When Dr. Yehonatan N. Turner began his residency in radiology, he was frustrated that the CT scans he analyzed revealed nothing about the patients behind them — only their internal organs. So to make things personal, he imagined each patient was his father. But then he had a better idea: attach a photograph of the actual patient to each file.
“I was looking for a way to make each case feel unique and less abstract,” said Dr. Turner, 36, now a third-year resident at Shaare Zedek Medical Center here. “I thought having a photo of the patient would help me relate in a deeper way.”
Dr. Turner’s hunch turned into an unusual medical study. Its preliminary findings, presented in Chicago last December at a conference of the Radiological Society of North America, suggested that when a digital photograph was attached to a patient’s file, radiologists provided longer, more meticulous reports.
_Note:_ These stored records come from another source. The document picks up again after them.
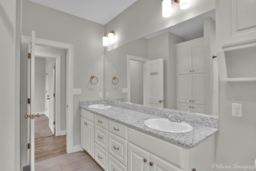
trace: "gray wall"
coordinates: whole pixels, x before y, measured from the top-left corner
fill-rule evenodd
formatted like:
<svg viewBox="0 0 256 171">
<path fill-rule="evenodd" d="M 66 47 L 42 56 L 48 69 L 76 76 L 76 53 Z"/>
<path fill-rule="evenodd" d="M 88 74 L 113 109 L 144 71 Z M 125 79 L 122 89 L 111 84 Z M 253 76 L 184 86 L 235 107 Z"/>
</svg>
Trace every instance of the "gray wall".
<svg viewBox="0 0 256 171">
<path fill-rule="evenodd" d="M 22 34 L 74 45 L 74 88 L 81 88 L 81 95 L 74 95 L 74 145 L 79 145 L 80 108 L 79 101 L 97 99 L 103 92 L 102 37 L 104 26 L 68 14 L 24 0 Z M 90 33 L 90 34 L 88 34 Z M 91 86 L 90 76 L 97 76 L 97 84 Z"/>
<path fill-rule="evenodd" d="M 17 115 L 15 113 L 15 105 L 19 104 L 16 104 L 16 95 L 18 93 L 15 91 L 15 84 L 19 84 L 17 82 L 18 78 L 15 75 L 17 71 L 15 68 L 16 59 L 18 59 L 16 56 L 17 52 L 15 48 L 16 4 L 14 0 L 5 0 L 0 2 L 0 88 L 2 90 L 0 93 L 0 113 L 2 118 L 0 121 L 0 135 L 2 138 L 0 146 L 0 168 L 10 171 L 19 169 L 16 167 L 19 161 L 17 160 L 19 159 L 15 157 L 16 150 L 19 154 L 15 141 L 16 137 L 18 138 L 18 141 L 19 141 L 16 135 L 15 125 Z M 19 33 L 18 30 L 17 31 Z"/>
<path fill-rule="evenodd" d="M 35 99 L 32 113 L 45 111 L 45 59 L 36 58 L 35 60 Z"/>
</svg>

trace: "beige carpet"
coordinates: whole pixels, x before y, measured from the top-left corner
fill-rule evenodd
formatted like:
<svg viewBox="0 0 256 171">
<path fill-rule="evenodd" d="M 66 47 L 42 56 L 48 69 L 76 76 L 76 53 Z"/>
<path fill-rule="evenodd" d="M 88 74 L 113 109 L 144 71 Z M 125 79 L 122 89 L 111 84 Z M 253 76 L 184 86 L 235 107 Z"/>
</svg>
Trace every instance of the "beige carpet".
<svg viewBox="0 0 256 171">
<path fill-rule="evenodd" d="M 49 127 L 49 119 L 45 114 L 35 118 L 35 139 L 54 135 Z"/>
</svg>

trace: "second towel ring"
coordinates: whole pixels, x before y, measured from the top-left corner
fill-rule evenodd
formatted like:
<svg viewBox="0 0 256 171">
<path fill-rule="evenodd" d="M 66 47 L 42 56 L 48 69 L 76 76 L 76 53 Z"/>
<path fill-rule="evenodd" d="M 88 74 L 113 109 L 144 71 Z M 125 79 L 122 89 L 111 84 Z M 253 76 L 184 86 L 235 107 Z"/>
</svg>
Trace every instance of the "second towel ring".
<svg viewBox="0 0 256 171">
<path fill-rule="evenodd" d="M 113 81 L 116 79 L 117 80 L 117 82 L 116 83 L 114 83 Z M 116 77 L 114 76 L 114 77 L 113 77 L 113 78 L 112 78 L 112 83 L 113 83 L 113 84 L 116 85 L 116 84 L 118 84 L 119 82 L 119 80 L 118 80 L 118 79 L 117 78 L 117 77 Z"/>
<path fill-rule="evenodd" d="M 96 78 L 96 79 L 97 79 L 97 81 L 96 82 L 96 83 L 92 83 L 92 79 L 93 79 L 94 78 Z M 91 76 L 91 79 L 90 79 L 90 82 L 91 82 L 91 83 L 92 84 L 97 84 L 97 83 L 98 83 L 98 78 L 97 78 L 97 77 L 95 77 L 93 75 L 92 75 L 92 76 Z"/>
</svg>

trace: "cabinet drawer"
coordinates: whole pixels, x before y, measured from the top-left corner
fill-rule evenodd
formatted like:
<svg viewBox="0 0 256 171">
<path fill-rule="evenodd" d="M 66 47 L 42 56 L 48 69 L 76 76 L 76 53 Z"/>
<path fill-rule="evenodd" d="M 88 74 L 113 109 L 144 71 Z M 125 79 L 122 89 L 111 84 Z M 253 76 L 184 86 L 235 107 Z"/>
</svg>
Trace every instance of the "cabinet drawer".
<svg viewBox="0 0 256 171">
<path fill-rule="evenodd" d="M 184 152 L 180 147 L 131 128 L 129 128 L 129 141 L 168 162 L 181 168 L 184 166 Z"/>
<path fill-rule="evenodd" d="M 108 170 L 127 171 L 127 167 L 109 154 L 108 155 Z"/>
<path fill-rule="evenodd" d="M 106 151 L 108 151 L 108 131 L 95 125 L 95 142 Z"/>
<path fill-rule="evenodd" d="M 94 122 L 94 114 L 83 109 L 81 109 L 81 116 L 89 121 Z"/>
<path fill-rule="evenodd" d="M 125 139 L 128 139 L 128 128 L 126 126 L 109 120 L 108 130 Z"/>
<path fill-rule="evenodd" d="M 105 170 L 108 168 L 108 155 L 107 151 L 95 143 L 95 161 Z"/>
<path fill-rule="evenodd" d="M 108 130 L 108 119 L 102 117 L 98 115 L 95 115 L 95 123 L 96 124 Z"/>
<path fill-rule="evenodd" d="M 109 132 L 108 142 L 108 153 L 127 166 L 127 141 Z"/>
</svg>

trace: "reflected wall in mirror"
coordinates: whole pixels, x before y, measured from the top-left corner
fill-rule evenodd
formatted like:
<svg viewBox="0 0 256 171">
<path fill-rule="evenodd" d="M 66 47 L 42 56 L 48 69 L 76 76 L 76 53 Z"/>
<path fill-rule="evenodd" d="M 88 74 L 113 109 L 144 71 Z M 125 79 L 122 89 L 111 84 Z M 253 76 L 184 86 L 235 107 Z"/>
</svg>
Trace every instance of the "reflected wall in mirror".
<svg viewBox="0 0 256 171">
<path fill-rule="evenodd" d="M 200 80 L 201 82 L 204 83 L 204 85 L 201 85 L 204 88 L 194 89 L 201 91 L 200 97 L 204 101 L 200 102 L 202 106 L 200 107 L 203 106 L 203 108 L 202 110 L 201 108 L 193 111 L 192 109 L 197 106 L 194 104 L 194 106 L 190 105 L 191 110 L 195 113 L 218 115 L 218 67 L 216 68 L 216 63 L 215 63 L 216 59 L 211 57 L 216 55 L 214 19 L 214 10 L 106 52 L 104 98 L 123 97 L 125 102 L 145 105 L 145 87 L 147 86 L 145 78 L 145 74 L 148 74 L 145 73 L 145 62 L 162 58 L 164 98 L 159 99 L 158 101 L 163 102 L 164 108 L 187 111 L 189 106 L 184 108 L 184 105 L 181 105 L 184 104 L 178 101 L 179 74 L 176 44 L 203 37 L 203 49 L 198 52 L 204 56 L 204 61 L 200 62 L 204 67 L 204 73 L 200 74 L 204 78 Z M 196 52 L 193 49 L 190 50 L 190 56 Z M 114 76 L 119 79 L 117 85 L 112 84 L 111 79 Z M 213 81 L 214 77 L 217 78 L 216 81 Z M 107 94 L 108 96 L 106 95 Z M 192 103 L 192 100 L 191 100 Z"/>
</svg>

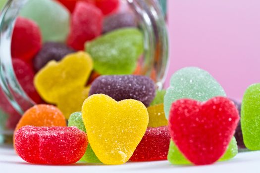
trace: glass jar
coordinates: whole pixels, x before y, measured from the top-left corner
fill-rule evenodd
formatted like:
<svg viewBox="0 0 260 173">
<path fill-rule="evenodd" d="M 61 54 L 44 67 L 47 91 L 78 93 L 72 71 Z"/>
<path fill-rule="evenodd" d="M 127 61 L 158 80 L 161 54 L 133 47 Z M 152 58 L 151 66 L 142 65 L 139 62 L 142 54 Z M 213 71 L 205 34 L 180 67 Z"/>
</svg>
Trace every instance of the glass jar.
<svg viewBox="0 0 260 173">
<path fill-rule="evenodd" d="M 165 0 L 161 0 L 165 5 Z M 26 1 L 8 0 L 0 17 L 0 86 L 6 98 L 0 98 L 0 101 L 8 100 L 20 115 L 35 104 L 23 90 L 16 78 L 10 51 L 15 22 Z M 121 3 L 127 4 L 134 13 L 138 19 L 138 27 L 143 35 L 144 53 L 143 60 L 140 61 L 140 73 L 148 76 L 153 75 L 157 88 L 160 89 L 168 64 L 168 37 L 163 12 L 156 0 L 122 0 Z M 7 118 L 17 118 L 12 117 L 12 115 L 5 115 L 1 112 L 0 143 L 11 142 L 13 130 L 4 127 Z"/>
</svg>

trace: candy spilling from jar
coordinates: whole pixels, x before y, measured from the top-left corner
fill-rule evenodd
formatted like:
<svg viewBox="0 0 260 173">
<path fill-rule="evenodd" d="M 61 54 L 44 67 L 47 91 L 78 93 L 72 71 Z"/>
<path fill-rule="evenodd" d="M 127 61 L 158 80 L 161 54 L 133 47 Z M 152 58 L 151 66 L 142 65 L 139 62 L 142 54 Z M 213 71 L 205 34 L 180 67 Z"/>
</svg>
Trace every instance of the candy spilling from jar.
<svg viewBox="0 0 260 173">
<path fill-rule="evenodd" d="M 25 161 L 208 165 L 235 156 L 234 134 L 260 149 L 259 85 L 245 93 L 240 127 L 238 108 L 207 72 L 181 69 L 166 92 L 137 75 L 143 36 L 118 0 L 36 1 L 16 22 L 11 50 L 17 80 L 37 104 L 21 118 L 0 103 Z"/>
</svg>

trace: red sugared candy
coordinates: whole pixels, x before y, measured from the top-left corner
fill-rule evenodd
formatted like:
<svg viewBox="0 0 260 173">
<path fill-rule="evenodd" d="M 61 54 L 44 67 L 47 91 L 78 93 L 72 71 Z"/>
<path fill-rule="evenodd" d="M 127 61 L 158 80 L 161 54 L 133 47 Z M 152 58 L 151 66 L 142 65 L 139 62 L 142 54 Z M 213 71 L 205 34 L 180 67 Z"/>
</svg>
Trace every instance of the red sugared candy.
<svg viewBox="0 0 260 173">
<path fill-rule="evenodd" d="M 167 126 L 147 129 L 130 160 L 143 162 L 167 160 L 170 140 Z"/>
<path fill-rule="evenodd" d="M 102 11 L 104 15 L 115 12 L 119 6 L 119 0 L 95 0 L 95 1 L 96 6 Z"/>
<path fill-rule="evenodd" d="M 174 143 L 190 161 L 210 164 L 224 153 L 239 120 L 235 104 L 225 97 L 203 103 L 183 99 L 171 105 L 169 129 Z"/>
<path fill-rule="evenodd" d="M 29 61 L 41 46 L 42 36 L 39 26 L 31 20 L 18 17 L 12 37 L 12 57 Z"/>
<path fill-rule="evenodd" d="M 86 133 L 74 127 L 24 126 L 15 133 L 18 155 L 26 162 L 39 164 L 67 165 L 84 154 Z"/>
<path fill-rule="evenodd" d="M 102 11 L 92 4 L 79 1 L 71 18 L 67 43 L 76 50 L 84 50 L 86 42 L 100 36 L 102 32 Z"/>
</svg>

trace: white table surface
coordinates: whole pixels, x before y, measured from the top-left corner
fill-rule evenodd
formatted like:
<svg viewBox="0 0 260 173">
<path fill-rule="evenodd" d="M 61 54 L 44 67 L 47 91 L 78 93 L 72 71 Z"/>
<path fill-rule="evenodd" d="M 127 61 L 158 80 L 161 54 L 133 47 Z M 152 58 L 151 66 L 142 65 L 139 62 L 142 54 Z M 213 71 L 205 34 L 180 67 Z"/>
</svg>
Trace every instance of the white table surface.
<svg viewBox="0 0 260 173">
<path fill-rule="evenodd" d="M 0 173 L 260 173 L 260 151 L 239 153 L 232 160 L 204 166 L 176 166 L 167 161 L 95 165 L 79 163 L 69 166 L 32 165 L 17 156 L 11 147 L 0 146 Z"/>
</svg>

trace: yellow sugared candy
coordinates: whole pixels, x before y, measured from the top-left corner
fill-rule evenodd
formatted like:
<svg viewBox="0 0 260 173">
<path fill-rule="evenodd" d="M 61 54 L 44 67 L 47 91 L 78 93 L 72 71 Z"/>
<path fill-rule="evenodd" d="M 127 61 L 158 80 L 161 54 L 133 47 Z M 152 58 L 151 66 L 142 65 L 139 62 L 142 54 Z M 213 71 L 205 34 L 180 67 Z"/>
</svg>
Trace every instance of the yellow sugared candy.
<svg viewBox="0 0 260 173">
<path fill-rule="evenodd" d="M 90 55 L 80 51 L 66 56 L 60 62 L 51 61 L 35 76 L 34 85 L 42 97 L 56 103 L 57 97 L 83 86 L 93 68 Z"/>
<path fill-rule="evenodd" d="M 157 128 L 168 125 L 163 109 L 163 103 L 150 106 L 147 110 L 149 114 L 149 127 Z"/>
<path fill-rule="evenodd" d="M 57 107 L 66 119 L 73 112 L 81 111 L 81 106 L 88 97 L 90 86 L 79 87 L 58 96 Z"/>
<path fill-rule="evenodd" d="M 107 165 L 129 160 L 145 133 L 149 118 L 141 102 L 117 102 L 103 94 L 87 98 L 82 112 L 89 143 L 99 159 Z"/>
</svg>

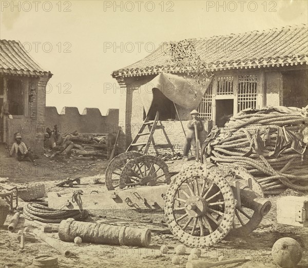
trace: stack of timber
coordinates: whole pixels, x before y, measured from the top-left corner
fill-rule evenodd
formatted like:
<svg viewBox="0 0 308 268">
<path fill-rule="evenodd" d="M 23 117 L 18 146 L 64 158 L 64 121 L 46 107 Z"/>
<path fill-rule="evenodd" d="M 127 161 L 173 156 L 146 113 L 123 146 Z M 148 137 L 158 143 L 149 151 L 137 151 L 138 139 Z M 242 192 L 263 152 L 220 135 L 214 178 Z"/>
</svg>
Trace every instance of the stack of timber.
<svg viewBox="0 0 308 268">
<path fill-rule="evenodd" d="M 50 155 L 47 153 L 45 155 L 50 158 L 56 155 L 65 157 L 72 155 L 77 160 L 106 159 L 109 149 L 106 141 L 107 136 L 107 134 L 102 133 L 63 136 L 60 145 L 53 148 Z"/>
</svg>

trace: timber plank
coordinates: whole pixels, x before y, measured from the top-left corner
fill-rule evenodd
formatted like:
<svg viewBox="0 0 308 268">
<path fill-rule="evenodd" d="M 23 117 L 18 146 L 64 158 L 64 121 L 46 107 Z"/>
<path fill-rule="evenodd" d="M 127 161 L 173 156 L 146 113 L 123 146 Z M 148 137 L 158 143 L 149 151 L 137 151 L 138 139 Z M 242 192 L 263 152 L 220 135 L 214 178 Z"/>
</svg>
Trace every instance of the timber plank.
<svg viewBox="0 0 308 268">
<path fill-rule="evenodd" d="M 81 195 L 83 209 L 163 210 L 163 198 L 168 185 L 136 187 Z M 48 193 L 48 206 L 56 209 L 79 209 L 71 195 L 57 196 Z M 126 202 L 125 202 L 126 200 Z"/>
</svg>

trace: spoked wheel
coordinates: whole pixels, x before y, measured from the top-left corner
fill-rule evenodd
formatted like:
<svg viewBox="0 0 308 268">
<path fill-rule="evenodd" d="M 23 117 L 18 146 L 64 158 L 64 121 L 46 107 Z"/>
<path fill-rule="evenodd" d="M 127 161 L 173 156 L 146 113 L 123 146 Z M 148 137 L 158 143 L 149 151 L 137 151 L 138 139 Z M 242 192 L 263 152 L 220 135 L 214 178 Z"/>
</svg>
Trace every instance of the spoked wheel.
<svg viewBox="0 0 308 268">
<path fill-rule="evenodd" d="M 105 173 L 106 187 L 109 191 L 119 188 L 124 165 L 131 159 L 143 155 L 138 152 L 126 152 L 117 155 L 109 163 Z"/>
<path fill-rule="evenodd" d="M 153 155 L 143 155 L 125 165 L 120 177 L 119 188 L 169 184 L 170 177 L 168 166 L 161 159 Z"/>
<path fill-rule="evenodd" d="M 169 185 L 165 214 L 172 233 L 185 244 L 204 247 L 227 234 L 234 217 L 234 197 L 223 177 L 207 168 L 189 167 Z"/>
</svg>

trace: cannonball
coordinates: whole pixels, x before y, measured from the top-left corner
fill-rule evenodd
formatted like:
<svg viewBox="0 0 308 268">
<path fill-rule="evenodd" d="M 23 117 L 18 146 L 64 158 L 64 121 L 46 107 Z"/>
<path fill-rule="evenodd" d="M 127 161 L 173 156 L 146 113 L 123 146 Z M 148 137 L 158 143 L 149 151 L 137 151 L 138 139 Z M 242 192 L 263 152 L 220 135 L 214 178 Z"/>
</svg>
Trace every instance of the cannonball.
<svg viewBox="0 0 308 268">
<path fill-rule="evenodd" d="M 198 248 L 192 249 L 190 251 L 190 254 L 196 254 L 198 258 L 200 258 L 201 256 L 201 250 Z"/>
<path fill-rule="evenodd" d="M 272 248 L 274 262 L 282 268 L 295 267 L 302 257 L 302 249 L 295 239 L 283 237 L 276 241 Z"/>
<path fill-rule="evenodd" d="M 168 250 L 169 250 L 169 249 L 166 245 L 163 245 L 161 247 L 161 251 L 162 252 L 162 253 L 165 254 L 168 252 Z"/>
<path fill-rule="evenodd" d="M 81 237 L 79 236 L 76 236 L 76 237 L 75 237 L 75 238 L 74 239 L 74 243 L 75 243 L 75 244 L 81 244 L 82 242 L 82 239 L 81 239 Z"/>
<path fill-rule="evenodd" d="M 174 264 L 179 264 L 181 262 L 181 260 L 178 256 L 176 255 L 172 257 L 171 261 Z"/>
<path fill-rule="evenodd" d="M 220 255 L 218 257 L 218 260 L 219 261 L 222 261 L 223 260 L 226 260 L 227 258 L 224 256 L 224 255 Z"/>
<path fill-rule="evenodd" d="M 195 253 L 190 254 L 189 256 L 188 256 L 188 258 L 187 259 L 188 261 L 191 261 L 194 260 L 198 260 L 199 259 L 198 256 Z"/>
<path fill-rule="evenodd" d="M 186 247 L 184 245 L 179 245 L 175 250 L 176 253 L 178 255 L 183 255 L 186 252 Z"/>
</svg>

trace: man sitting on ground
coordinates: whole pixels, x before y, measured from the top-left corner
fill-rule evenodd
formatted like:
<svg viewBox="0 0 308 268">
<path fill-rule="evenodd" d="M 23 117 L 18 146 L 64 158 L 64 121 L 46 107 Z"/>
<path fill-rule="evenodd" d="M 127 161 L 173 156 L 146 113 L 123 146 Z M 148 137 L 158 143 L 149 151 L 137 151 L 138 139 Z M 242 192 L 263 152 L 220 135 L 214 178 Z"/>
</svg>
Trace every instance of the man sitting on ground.
<svg viewBox="0 0 308 268">
<path fill-rule="evenodd" d="M 10 157 L 12 157 L 14 153 L 16 153 L 17 160 L 18 161 L 27 161 L 27 158 L 29 158 L 31 162 L 33 163 L 33 165 L 34 166 L 36 165 L 33 157 L 31 152 L 28 151 L 27 146 L 22 141 L 22 136 L 18 133 L 16 135 L 15 142 L 13 144 L 12 149 L 10 151 Z"/>
</svg>

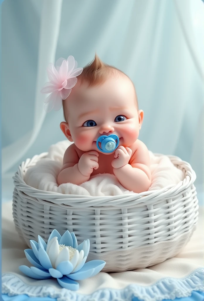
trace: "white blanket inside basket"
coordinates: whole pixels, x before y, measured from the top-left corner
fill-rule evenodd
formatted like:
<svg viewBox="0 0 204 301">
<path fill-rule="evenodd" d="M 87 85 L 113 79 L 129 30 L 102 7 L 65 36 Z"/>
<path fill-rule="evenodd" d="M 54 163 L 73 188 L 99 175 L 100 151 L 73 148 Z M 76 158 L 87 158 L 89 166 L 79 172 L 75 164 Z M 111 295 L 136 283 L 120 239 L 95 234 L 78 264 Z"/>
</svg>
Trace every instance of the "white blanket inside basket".
<svg viewBox="0 0 204 301">
<path fill-rule="evenodd" d="M 67 183 L 58 186 L 57 176 L 64 152 L 70 144 L 65 141 L 52 145 L 46 158 L 28 169 L 24 177 L 26 183 L 37 189 L 68 194 L 95 196 L 133 193 L 124 188 L 115 176 L 108 174 L 91 177 L 88 181 L 80 185 Z M 157 156 L 151 151 L 149 154 L 152 181 L 149 190 L 175 185 L 184 179 L 183 172 L 174 165 L 167 156 Z"/>
</svg>

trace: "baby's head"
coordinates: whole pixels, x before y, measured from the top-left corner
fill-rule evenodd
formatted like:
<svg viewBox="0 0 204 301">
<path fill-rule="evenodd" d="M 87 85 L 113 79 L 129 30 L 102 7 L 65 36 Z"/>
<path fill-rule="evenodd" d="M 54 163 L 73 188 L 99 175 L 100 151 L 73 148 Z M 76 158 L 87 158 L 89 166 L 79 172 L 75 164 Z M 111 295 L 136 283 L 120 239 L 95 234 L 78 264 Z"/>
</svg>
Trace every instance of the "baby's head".
<svg viewBox="0 0 204 301">
<path fill-rule="evenodd" d="M 106 64 L 96 55 L 83 69 L 68 97 L 63 101 L 65 122 L 60 128 L 70 141 L 84 151 L 99 151 L 96 141 L 114 134 L 119 145 L 137 139 L 142 122 L 134 85 L 122 71 Z"/>
</svg>

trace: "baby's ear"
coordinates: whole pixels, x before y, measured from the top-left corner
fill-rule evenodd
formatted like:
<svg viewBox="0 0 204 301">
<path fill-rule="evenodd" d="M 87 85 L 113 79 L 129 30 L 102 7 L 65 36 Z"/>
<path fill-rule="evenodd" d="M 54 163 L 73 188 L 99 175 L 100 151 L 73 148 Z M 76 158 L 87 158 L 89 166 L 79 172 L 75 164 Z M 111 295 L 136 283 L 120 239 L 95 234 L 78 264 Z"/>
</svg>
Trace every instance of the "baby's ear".
<svg viewBox="0 0 204 301">
<path fill-rule="evenodd" d="M 139 118 L 139 129 L 141 129 L 142 124 L 144 118 L 144 112 L 142 110 L 140 110 L 138 111 L 138 117 Z"/>
<path fill-rule="evenodd" d="M 60 129 L 63 132 L 64 135 L 67 137 L 69 141 L 73 142 L 70 131 L 69 129 L 69 125 L 66 122 L 63 121 L 60 123 Z"/>
</svg>

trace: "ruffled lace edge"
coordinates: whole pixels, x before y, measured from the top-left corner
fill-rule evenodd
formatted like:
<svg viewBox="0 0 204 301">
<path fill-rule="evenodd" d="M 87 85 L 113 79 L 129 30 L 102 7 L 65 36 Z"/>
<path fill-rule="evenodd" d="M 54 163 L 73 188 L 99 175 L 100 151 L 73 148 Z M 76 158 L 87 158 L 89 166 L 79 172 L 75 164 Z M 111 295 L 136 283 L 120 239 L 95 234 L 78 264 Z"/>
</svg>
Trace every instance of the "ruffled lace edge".
<svg viewBox="0 0 204 301">
<path fill-rule="evenodd" d="M 201 268 L 183 278 L 164 278 L 148 286 L 131 284 L 122 290 L 103 289 L 86 295 L 65 288 L 59 290 L 50 287 L 30 285 L 15 275 L 5 273 L 2 275 L 2 293 L 9 296 L 50 297 L 57 301 L 131 301 L 134 297 L 144 301 L 161 301 L 188 297 L 193 290 L 204 291 L 204 268 Z"/>
</svg>

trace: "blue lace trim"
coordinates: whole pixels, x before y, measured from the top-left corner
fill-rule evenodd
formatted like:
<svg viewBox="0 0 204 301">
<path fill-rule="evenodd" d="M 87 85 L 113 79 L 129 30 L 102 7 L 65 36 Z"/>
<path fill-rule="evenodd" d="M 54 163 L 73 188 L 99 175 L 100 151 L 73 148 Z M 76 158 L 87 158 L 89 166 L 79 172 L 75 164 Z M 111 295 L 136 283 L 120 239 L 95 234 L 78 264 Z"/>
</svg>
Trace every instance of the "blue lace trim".
<svg viewBox="0 0 204 301">
<path fill-rule="evenodd" d="M 57 290 L 51 287 L 30 285 L 15 275 L 4 274 L 2 293 L 9 296 L 25 294 L 32 297 L 50 297 L 58 301 L 131 301 L 134 297 L 144 301 L 161 301 L 188 297 L 193 291 L 203 292 L 204 280 L 204 268 L 201 268 L 184 278 L 164 278 L 148 286 L 132 284 L 122 290 L 104 289 L 85 295 L 65 288 Z"/>
</svg>

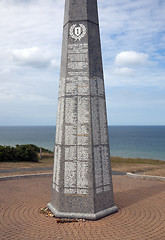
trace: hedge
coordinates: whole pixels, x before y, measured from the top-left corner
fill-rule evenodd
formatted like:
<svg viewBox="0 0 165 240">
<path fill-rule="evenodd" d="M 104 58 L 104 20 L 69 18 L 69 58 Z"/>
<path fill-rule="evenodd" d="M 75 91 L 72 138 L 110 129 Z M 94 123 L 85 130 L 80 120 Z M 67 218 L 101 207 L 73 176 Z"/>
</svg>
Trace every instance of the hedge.
<svg viewBox="0 0 165 240">
<path fill-rule="evenodd" d="M 38 160 L 38 148 L 36 149 L 33 144 L 16 145 L 15 147 L 0 145 L 0 162 L 38 162 Z"/>
</svg>

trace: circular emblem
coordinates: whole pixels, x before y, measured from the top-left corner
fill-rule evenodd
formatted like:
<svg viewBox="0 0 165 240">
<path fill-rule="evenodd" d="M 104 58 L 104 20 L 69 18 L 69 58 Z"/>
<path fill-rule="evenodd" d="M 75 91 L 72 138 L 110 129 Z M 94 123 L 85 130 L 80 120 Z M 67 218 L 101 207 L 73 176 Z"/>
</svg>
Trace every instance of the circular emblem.
<svg viewBox="0 0 165 240">
<path fill-rule="evenodd" d="M 86 34 L 86 27 L 83 24 L 73 24 L 69 33 L 75 41 L 80 41 Z"/>
</svg>

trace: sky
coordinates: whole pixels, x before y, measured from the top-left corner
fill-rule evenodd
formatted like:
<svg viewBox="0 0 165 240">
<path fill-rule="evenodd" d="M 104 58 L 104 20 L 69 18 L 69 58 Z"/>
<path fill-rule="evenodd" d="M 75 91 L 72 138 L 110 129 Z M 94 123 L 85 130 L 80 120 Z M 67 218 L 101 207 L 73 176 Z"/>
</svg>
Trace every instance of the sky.
<svg viewBox="0 0 165 240">
<path fill-rule="evenodd" d="M 64 0 L 0 0 L 0 126 L 55 125 Z M 109 125 L 165 125 L 165 1 L 98 0 Z"/>
</svg>

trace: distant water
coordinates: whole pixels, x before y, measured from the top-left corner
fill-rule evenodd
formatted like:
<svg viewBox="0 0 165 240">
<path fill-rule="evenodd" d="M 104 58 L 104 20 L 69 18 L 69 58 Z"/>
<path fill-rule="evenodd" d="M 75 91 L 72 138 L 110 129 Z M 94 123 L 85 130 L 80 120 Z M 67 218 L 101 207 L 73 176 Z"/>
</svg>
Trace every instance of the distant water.
<svg viewBox="0 0 165 240">
<path fill-rule="evenodd" d="M 165 161 L 165 126 L 111 126 L 109 139 L 112 156 Z M 53 150 L 54 142 L 54 126 L 0 127 L 0 145 L 33 143 Z"/>
</svg>

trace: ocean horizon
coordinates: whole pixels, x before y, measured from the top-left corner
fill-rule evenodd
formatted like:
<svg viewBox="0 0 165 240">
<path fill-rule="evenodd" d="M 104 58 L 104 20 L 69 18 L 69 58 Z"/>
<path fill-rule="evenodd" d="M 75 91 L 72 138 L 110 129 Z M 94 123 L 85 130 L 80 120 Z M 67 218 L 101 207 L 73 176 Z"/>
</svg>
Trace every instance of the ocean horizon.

And they said they felt more connected to the patients, whom they seldom meet face to face.
The full article is here.
April 8, 2009 at 7:11 am |
I am very sceptical of this. There is a large amount of evidence indicating that using names and photographs can result in all kinds of unintended consequences.
In Israel, Fershtman and Gneezy (2001) show how altruism & trust differ when ethnicity can be identified. Eckel and Wilson (2002) show that using photographs in polar trust games (a ‘loan’ game) has the consequence of African Americans being less trusted than Caucasian Americans. Burns (2004,2006) using photographs in dictator and trust games in South Africa, shows that in dictator games Whites offer more on average, though they display charity towards Blacks, in trust games (consistent with Eckel and Wilson) Blacks are systematically distrusted, with many whites not even engaging in strategic interactions with them, and thus allowing the racial prejudice to remain.
(In South Africa the terms ‘White’, ‘Coloured’, and ‘Black’ are the political terms for groups for ethnic classification towards affirmative action, see Commission for Employment Equity, 2008).
April 22, 2009 at 5:28 pm |
Hasn’t the bulk of evidence-based medicine shown that often “less is more”–providing additional, extraneous data (1) makes experts/clinicians feel they are making better decisions and (2) actually leads to more errors in their decisions/assessments.